Did you know that Madhuri Dixit loves track driving? “She enjoys the speed, adrenaline, and thrill that comes with it,” revealed her husband, Dr Shriram Nene, in a recent interview.
“She is a dancer, so she knows how to park one foot next to the other, and how to choreograph movements. Her hand-eye motor coordination is phenomenal,” said , further telling Mashable India, “But she won’t take driving lessons from me, because she’s like — that’s a sure way to get into trouble as a couple.”
But what is relation between the two things?
Rima Bhandekar, psychologist at Mpower Aditya Birla Education Trust, told that while taking driving lessons from your partner seems like an obvious choice, it could be a bonding moment or a disastrous experience for a couple.
“Learning to drive is inherently a stressful experience where you must coordinate between many details – mirrors, pedals, signs, and your partner’s voice – all at once. When stress increases, so do emotions, which could lead to arguments. Sometimes it may leave a feeling that you’re not just learning to drive, you’re being judged,” she explained.

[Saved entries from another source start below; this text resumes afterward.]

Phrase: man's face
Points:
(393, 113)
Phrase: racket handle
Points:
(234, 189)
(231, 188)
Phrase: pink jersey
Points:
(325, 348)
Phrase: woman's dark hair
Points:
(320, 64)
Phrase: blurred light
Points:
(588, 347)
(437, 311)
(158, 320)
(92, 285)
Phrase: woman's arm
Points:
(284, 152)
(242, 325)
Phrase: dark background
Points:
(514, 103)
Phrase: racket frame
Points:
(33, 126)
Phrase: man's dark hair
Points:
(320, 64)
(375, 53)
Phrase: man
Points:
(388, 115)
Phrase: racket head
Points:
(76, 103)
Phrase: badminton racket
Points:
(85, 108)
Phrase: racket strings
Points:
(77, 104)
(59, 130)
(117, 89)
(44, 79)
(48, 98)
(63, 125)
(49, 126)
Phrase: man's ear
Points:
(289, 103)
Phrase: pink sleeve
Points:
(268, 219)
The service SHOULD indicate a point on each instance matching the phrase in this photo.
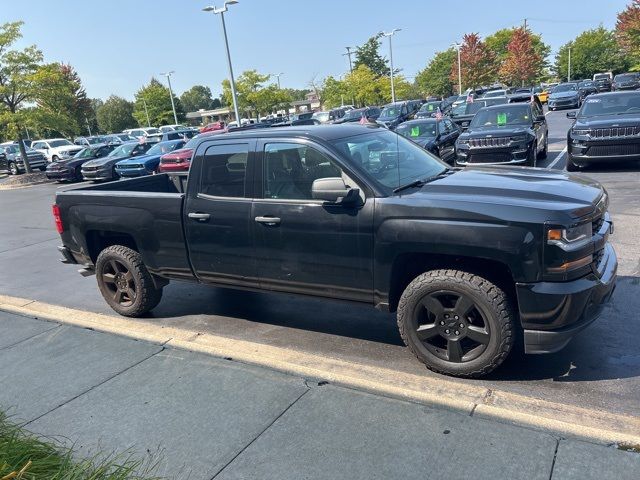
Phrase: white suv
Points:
(55, 149)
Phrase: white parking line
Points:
(557, 159)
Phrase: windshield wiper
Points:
(423, 181)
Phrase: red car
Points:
(212, 127)
(180, 160)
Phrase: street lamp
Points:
(457, 46)
(173, 105)
(221, 11)
(277, 75)
(390, 34)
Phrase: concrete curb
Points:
(564, 420)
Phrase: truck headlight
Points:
(570, 238)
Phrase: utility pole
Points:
(348, 54)
(173, 105)
(146, 112)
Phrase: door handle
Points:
(270, 221)
(201, 217)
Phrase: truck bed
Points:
(144, 213)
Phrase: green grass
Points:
(25, 456)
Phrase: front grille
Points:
(615, 132)
(596, 224)
(489, 158)
(614, 150)
(489, 142)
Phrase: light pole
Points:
(221, 11)
(457, 46)
(277, 75)
(389, 35)
(173, 105)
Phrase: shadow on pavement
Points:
(607, 349)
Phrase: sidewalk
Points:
(207, 417)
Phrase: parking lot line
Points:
(557, 159)
(470, 399)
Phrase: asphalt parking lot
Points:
(600, 369)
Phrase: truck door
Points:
(305, 245)
(216, 216)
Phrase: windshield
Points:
(123, 150)
(163, 147)
(629, 77)
(430, 107)
(411, 130)
(502, 117)
(467, 108)
(389, 159)
(85, 153)
(353, 114)
(390, 111)
(565, 87)
(321, 116)
(59, 143)
(619, 104)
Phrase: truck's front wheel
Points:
(125, 283)
(456, 323)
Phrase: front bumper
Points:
(98, 175)
(132, 172)
(552, 313)
(564, 103)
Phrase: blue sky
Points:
(118, 45)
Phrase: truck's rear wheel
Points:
(456, 323)
(125, 283)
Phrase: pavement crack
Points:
(553, 461)
(260, 434)
(95, 386)
(49, 330)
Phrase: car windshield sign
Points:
(388, 159)
(496, 117)
(619, 104)
(415, 130)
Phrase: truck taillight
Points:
(56, 216)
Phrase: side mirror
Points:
(334, 190)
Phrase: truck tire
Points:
(125, 283)
(456, 323)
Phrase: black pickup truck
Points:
(473, 261)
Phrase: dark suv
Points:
(393, 114)
(515, 133)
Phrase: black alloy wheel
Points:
(451, 326)
(119, 282)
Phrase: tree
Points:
(522, 64)
(158, 105)
(253, 94)
(17, 83)
(196, 98)
(368, 54)
(115, 115)
(628, 32)
(592, 51)
(478, 63)
(499, 41)
(435, 78)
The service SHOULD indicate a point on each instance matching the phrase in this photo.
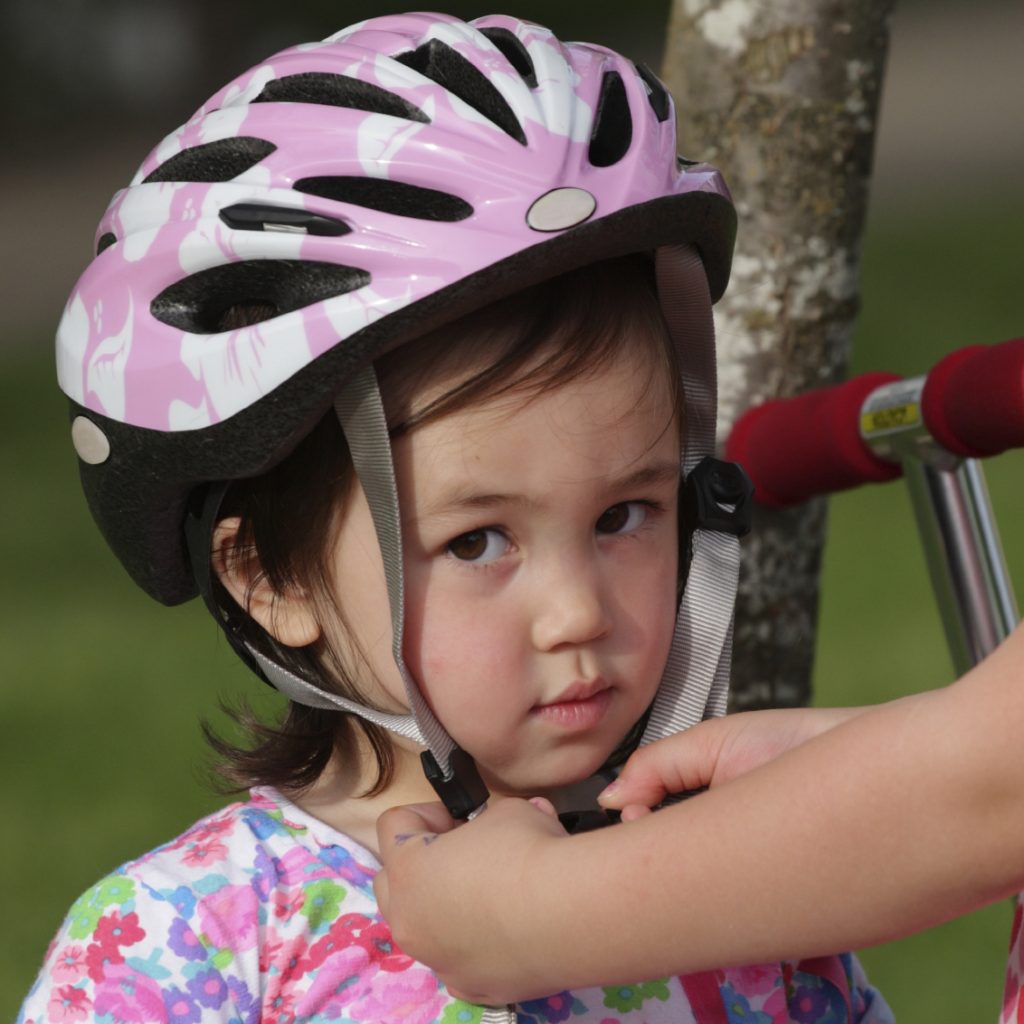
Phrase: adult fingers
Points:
(674, 765)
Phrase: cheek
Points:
(453, 643)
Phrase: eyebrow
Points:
(654, 474)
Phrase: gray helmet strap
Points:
(695, 683)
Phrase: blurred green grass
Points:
(104, 689)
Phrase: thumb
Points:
(674, 765)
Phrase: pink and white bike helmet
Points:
(369, 188)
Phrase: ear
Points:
(287, 616)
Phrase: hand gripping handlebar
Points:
(970, 404)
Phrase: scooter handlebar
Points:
(973, 401)
(797, 449)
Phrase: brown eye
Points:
(478, 546)
(622, 518)
(611, 520)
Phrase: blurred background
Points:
(103, 689)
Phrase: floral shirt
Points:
(262, 912)
(1013, 996)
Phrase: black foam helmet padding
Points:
(219, 161)
(138, 496)
(657, 95)
(513, 50)
(338, 90)
(387, 196)
(197, 303)
(612, 131)
(451, 70)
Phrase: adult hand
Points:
(712, 753)
(452, 893)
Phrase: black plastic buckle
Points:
(579, 821)
(719, 496)
(464, 792)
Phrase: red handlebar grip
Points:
(795, 449)
(973, 402)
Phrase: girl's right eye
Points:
(479, 546)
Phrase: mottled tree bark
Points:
(782, 95)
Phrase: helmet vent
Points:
(338, 90)
(513, 50)
(389, 197)
(657, 95)
(264, 217)
(203, 302)
(219, 161)
(452, 71)
(612, 125)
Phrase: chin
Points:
(526, 781)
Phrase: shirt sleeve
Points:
(126, 952)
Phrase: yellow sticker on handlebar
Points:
(889, 418)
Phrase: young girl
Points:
(407, 337)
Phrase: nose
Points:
(570, 607)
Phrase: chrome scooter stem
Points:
(965, 557)
(955, 521)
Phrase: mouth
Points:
(581, 707)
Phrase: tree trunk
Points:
(783, 97)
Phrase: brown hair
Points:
(290, 515)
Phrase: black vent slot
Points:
(264, 217)
(657, 95)
(202, 302)
(388, 197)
(220, 161)
(612, 124)
(513, 50)
(452, 71)
(338, 90)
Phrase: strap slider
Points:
(719, 496)
(465, 792)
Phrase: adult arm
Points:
(892, 820)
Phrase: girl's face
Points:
(541, 551)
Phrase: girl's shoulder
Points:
(188, 929)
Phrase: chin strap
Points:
(695, 682)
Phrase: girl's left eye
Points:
(479, 546)
(623, 518)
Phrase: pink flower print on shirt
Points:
(113, 930)
(228, 918)
(99, 958)
(70, 966)
(287, 902)
(69, 1005)
(199, 854)
(129, 997)
(181, 1008)
(342, 978)
(410, 996)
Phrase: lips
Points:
(580, 707)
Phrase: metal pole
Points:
(965, 557)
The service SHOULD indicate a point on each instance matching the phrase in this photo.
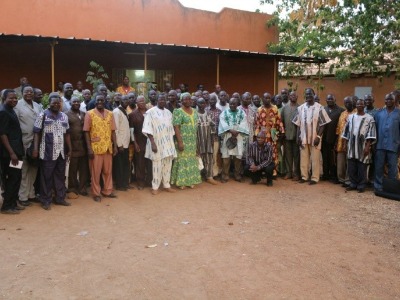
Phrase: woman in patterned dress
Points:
(185, 171)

According to her, sometimes being good at driving may not translate well to being good at teaching driving. You want calm, clear instructions, and your partner shouts and gives fast instructions in a panicked tone, like “BRAKE NOW!” This naturally creates confusion in the beginner’s mind about what happened. The learning and teaching styles of partners may not match, she added.
Illustrating the main difference between a partner and a professional trainer, Bhandekar said that an experienced driving instructor is taught to remain cool, properly comment on mistakes, and be emotionally neutral. “When your partner teaches, it could be a verbal match with the learner shouting ‘I am trying!’ and the partner screams, ‘You’re not listening!’, she added.
There’s another layer to this whole debacle. “Mistakes are part of learning, but making them with your partner in the passenger seat can feel like a personal failure to some. Somehow, the arguments could go from mistakes in driving to mistakes made in the past that hurt,” she added.
In short, Bhandekar noted that driving can cause control issues. “It is not like you can take five minutes and go for a walk; you are stuck literally next to each other with no breaks,” she said. If the driving lessons keep ending in tears or shouting, it’s not a failure of either of you—it’s just a sign to call a professional instructor.